I was talking with a friend about vegetables, specifically that in looking at the research eating vegetables is consistently shown to support health but she was struggling with eating them. The usual disclaimer applies – health is not an obligation, barometer of worthiness, entirely within our control, or guaranteed no matter what we do. We each get to prioritize our health and choose the path we want to get there and those choices can be limited by things like socioeconomics, access etc.
So she asked me how I get vegetables and I said that one way was salads because I like them and they are fast and easy to prepare. She said that she likes salads but there’s no point in eating them because she only likes them with dressing.
And that, y’all, is how the diet culture messes us up.
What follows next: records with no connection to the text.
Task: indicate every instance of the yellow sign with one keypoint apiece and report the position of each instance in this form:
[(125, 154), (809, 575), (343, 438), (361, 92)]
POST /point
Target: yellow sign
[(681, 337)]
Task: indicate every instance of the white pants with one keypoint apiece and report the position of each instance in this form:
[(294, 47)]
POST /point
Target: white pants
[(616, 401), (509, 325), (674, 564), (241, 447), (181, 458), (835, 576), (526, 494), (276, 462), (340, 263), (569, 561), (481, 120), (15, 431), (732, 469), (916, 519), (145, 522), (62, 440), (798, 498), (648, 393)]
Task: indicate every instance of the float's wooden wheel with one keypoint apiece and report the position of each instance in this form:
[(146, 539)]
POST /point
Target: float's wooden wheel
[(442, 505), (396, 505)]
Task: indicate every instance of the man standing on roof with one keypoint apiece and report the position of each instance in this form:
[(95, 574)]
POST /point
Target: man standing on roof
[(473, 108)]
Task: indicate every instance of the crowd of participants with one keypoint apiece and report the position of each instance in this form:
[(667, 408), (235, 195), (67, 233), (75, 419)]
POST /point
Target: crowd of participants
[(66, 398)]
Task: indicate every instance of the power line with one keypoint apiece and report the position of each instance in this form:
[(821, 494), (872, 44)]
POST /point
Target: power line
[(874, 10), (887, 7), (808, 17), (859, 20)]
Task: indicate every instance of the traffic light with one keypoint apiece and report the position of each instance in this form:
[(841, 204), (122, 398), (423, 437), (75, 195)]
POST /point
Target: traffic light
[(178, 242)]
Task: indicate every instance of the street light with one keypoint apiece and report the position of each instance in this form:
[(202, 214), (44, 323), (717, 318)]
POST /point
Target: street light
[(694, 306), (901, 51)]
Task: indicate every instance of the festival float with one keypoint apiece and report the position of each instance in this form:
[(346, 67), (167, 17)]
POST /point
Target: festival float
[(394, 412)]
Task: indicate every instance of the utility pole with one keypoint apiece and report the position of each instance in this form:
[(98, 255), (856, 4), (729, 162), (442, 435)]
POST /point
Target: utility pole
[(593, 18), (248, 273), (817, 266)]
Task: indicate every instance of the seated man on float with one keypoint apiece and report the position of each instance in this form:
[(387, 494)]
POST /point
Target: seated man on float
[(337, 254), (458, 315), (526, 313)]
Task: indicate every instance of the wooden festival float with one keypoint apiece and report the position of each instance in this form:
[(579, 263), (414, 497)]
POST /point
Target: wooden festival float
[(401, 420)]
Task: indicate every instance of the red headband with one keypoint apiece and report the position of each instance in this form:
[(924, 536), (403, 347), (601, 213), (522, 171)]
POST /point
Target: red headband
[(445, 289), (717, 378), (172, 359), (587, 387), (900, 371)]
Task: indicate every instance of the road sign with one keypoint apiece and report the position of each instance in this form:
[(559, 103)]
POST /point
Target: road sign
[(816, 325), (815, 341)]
In talking with other people who’ve recovered from diet culture, this kind of mentality was a big obstacle to overcome. The diet world tells us that nothing is ever enough unless it’s the “absolute healthiest” and that we should sacrifice anything and everything without complain, for the chance of becoming thin.
It is in this way that a meal with chicken, roasted root vegetables, salad, and a brownie becomes a minefield. Is that white meat? Was that chicken cooked with the skin on? It wasn’t cooked with added fat was it? Were the vegetables roasted in olive oil? Is it possible to just get them steamed. with no salt? Is that cheese on that salad? Oh god is that ranch dressing?! Do you have some red wine vinegar and Mrs. Dash? And do you have some fruit instead of the brownie, actually the fruit probably has too much sugar. Screw it, I’m going to try to survive on the energy of the universe and the dew from a single leaf. (And a reader has now earned a million points by correctly identifying the source of that quote!)
I’m not interested in telling anybody else what to eat, ever. I am interested in examining the messages that we get around food from diet culture and the way that those messages affect us. Going back to my original conversation with my friend, she had bought into the idea that you “ruin a salad” with dressing. In truth, vegetables have a nutritive value that is not “ruined” or reduced by adding dressing to them.
I think we would all be in a much better place around food if we weren’t told that health is “all or nothing” and always about “the absolute healthiest” thing. I think that we would be in a better place if we focused on making supporting our health an additive process rather than a restrictive one. I think we’d be better off if we looked at supporting our health as a series of choices made for various reasons that are personal and nobody’s business but our own (and those we choose to include.) I think we’d be better off if we stopped confusing the concepts of health/healthy with weight/weightloss. It’s not the dressing that’s ruining our salads, it’s the messed up diet industry messages around food.